5. empirical verification: proving io savings with hard numbers
ultimately, the only proof that matters to management is in the hard numbers. the dynamic sql performance view contains two incredibly critical columns. the eligible bytes column tells you exactly how much physical data you would have normally read from the disk. the returned bytes column tells you exactly how much data actually crossed the physical network wire after the storage cells did their filtering job. a truly healthy smart scan should show a massive, undeniable gap between these two numbers. if they are exactly equal, you are not saving a single byte of network bandwidth.

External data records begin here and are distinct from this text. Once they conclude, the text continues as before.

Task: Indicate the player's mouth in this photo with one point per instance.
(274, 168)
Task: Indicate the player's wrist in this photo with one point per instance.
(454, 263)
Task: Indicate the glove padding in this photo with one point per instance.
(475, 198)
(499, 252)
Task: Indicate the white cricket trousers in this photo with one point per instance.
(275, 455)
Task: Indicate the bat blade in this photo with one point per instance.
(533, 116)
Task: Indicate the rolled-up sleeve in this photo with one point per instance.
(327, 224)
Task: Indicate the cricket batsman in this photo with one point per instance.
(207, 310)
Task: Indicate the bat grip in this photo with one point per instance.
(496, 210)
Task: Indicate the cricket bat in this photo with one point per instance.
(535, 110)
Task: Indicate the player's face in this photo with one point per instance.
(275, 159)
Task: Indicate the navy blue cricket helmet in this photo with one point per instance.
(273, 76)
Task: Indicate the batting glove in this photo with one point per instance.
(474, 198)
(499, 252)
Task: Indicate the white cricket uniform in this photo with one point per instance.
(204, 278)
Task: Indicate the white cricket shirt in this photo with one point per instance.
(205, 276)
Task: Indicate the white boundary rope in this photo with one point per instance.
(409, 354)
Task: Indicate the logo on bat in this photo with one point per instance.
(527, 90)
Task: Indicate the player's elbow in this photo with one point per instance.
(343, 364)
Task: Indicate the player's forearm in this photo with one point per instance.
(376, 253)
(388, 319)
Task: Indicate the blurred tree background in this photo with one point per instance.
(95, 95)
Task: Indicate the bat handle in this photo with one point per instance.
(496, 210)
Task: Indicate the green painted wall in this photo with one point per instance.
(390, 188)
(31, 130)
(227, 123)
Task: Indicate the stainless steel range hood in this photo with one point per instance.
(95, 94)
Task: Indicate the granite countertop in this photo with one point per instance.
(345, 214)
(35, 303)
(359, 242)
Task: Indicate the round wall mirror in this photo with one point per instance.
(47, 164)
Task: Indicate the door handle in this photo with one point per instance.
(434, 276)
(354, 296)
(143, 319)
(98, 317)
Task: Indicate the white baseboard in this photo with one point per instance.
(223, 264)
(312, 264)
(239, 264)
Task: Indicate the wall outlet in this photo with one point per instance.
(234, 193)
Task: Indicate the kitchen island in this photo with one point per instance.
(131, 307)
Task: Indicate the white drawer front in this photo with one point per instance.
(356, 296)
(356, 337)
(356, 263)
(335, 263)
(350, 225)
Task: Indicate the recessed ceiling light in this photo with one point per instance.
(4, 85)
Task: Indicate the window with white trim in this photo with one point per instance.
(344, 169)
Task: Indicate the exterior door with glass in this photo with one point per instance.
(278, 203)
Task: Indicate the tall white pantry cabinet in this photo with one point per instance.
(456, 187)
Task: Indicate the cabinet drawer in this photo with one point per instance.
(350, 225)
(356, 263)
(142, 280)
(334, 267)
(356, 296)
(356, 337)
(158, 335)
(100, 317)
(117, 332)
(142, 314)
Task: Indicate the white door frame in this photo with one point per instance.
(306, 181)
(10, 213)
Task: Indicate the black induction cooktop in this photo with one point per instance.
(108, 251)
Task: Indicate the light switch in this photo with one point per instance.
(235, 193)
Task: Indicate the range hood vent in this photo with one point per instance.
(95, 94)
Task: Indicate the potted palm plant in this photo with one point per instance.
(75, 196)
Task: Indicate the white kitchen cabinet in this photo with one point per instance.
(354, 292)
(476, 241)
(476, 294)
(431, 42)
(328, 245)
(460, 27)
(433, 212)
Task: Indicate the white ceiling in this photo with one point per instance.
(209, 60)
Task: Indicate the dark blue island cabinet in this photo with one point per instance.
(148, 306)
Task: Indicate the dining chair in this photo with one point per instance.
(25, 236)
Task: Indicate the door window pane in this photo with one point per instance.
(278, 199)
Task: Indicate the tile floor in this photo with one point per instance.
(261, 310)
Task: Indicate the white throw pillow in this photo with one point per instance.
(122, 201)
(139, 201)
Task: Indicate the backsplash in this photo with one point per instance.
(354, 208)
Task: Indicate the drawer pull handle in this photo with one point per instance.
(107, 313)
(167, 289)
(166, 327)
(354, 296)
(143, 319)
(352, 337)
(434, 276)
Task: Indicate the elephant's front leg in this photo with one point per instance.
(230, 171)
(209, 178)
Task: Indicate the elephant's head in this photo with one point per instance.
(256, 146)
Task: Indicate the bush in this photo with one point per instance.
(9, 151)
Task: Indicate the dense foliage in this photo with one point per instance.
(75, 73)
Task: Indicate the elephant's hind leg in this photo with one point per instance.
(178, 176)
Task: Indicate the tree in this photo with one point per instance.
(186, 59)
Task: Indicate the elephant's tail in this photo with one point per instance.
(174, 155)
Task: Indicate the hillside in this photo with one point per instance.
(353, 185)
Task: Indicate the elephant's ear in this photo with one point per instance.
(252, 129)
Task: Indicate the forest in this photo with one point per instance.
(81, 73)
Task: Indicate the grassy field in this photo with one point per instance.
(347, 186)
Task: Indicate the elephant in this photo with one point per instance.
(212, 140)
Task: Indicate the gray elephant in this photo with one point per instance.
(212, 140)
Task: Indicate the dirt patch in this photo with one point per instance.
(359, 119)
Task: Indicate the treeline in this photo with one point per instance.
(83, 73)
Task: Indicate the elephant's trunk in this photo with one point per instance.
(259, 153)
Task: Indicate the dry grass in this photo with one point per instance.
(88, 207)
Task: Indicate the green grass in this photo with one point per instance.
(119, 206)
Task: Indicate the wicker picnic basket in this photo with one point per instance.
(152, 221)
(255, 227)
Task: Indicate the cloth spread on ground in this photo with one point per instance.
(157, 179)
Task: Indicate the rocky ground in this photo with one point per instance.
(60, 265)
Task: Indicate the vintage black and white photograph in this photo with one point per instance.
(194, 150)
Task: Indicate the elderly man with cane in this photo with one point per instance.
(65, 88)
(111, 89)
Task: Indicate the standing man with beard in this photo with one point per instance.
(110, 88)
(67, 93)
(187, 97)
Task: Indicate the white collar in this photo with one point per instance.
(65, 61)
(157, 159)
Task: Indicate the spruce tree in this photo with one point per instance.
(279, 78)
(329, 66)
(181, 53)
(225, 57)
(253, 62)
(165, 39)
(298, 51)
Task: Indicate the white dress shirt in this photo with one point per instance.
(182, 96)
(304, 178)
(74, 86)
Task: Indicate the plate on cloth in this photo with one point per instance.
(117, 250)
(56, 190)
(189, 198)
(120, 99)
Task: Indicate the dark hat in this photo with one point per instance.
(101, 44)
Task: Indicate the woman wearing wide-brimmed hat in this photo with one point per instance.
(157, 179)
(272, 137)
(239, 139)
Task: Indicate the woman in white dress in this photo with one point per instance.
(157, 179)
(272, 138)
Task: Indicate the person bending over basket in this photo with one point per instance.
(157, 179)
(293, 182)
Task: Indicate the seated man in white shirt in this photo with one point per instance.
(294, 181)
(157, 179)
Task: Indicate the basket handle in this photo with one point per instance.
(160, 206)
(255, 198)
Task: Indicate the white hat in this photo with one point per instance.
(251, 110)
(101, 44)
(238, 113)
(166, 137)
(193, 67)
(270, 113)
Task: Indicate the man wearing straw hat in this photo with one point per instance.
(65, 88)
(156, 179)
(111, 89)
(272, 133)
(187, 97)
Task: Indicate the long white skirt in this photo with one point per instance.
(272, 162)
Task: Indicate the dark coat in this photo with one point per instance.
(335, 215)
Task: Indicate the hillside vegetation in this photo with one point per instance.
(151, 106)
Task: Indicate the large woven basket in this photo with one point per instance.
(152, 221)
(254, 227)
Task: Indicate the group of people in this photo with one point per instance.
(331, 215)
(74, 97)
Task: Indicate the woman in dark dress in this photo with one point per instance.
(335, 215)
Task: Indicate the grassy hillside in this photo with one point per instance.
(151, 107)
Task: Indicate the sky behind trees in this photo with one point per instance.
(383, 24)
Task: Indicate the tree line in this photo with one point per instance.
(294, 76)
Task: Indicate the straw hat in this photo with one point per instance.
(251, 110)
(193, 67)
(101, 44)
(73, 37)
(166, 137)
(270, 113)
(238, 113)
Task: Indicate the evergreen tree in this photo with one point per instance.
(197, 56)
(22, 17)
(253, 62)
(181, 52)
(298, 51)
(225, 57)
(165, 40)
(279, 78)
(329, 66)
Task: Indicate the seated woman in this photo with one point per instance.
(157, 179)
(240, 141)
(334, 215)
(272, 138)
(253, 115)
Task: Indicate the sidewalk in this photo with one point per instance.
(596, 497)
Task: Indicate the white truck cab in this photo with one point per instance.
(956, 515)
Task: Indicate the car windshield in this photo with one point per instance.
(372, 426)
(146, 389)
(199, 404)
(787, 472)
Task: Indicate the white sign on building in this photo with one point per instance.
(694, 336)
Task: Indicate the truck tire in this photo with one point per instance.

-- the ultimate money script: perfectly quantify your smart scan efficiency
-- this script clearly returns the exact megabytes saved by physical offloading
select sql_id,
round(physical_read_bytes/1024/1024, 1) as phy_rd_mb,
round(io_cell_offload_eligible_bytes/1024/1024, 1) as eligible_mb,
round(io_cell_offload_returned_bytes/1024/1024, 1) as returned_mb,
round((io_cell_offload_eligible_bytes - io_cell_offload_returned_bytes) /
nullif(io_cell_offload_eligible_bytes, 0) * 100, 2) as savings_pct
from v$sql
where sql_id = 'your_sql_id_here'
and child_number = 0;
during a highly stressful quarterly performance audit, the network engineering team aggressively flagged high bandwidth usage on our core infiniband switches. i quickly ran this exact script and found a terrible query with one terabyte eligible and exactly one terabyte returned, meaning absolute zero percent savings. the developer’s query was literally asking for all rows where a specific column was not null. since that specific column was physically defined as not null in the table structure, the storage cells stupidly had to send every single row back across the wire. we strictly advised the business team to add a simple date filter, which immediately boosted the network savings to ninety-five percent and finally silenced the angry network alarms.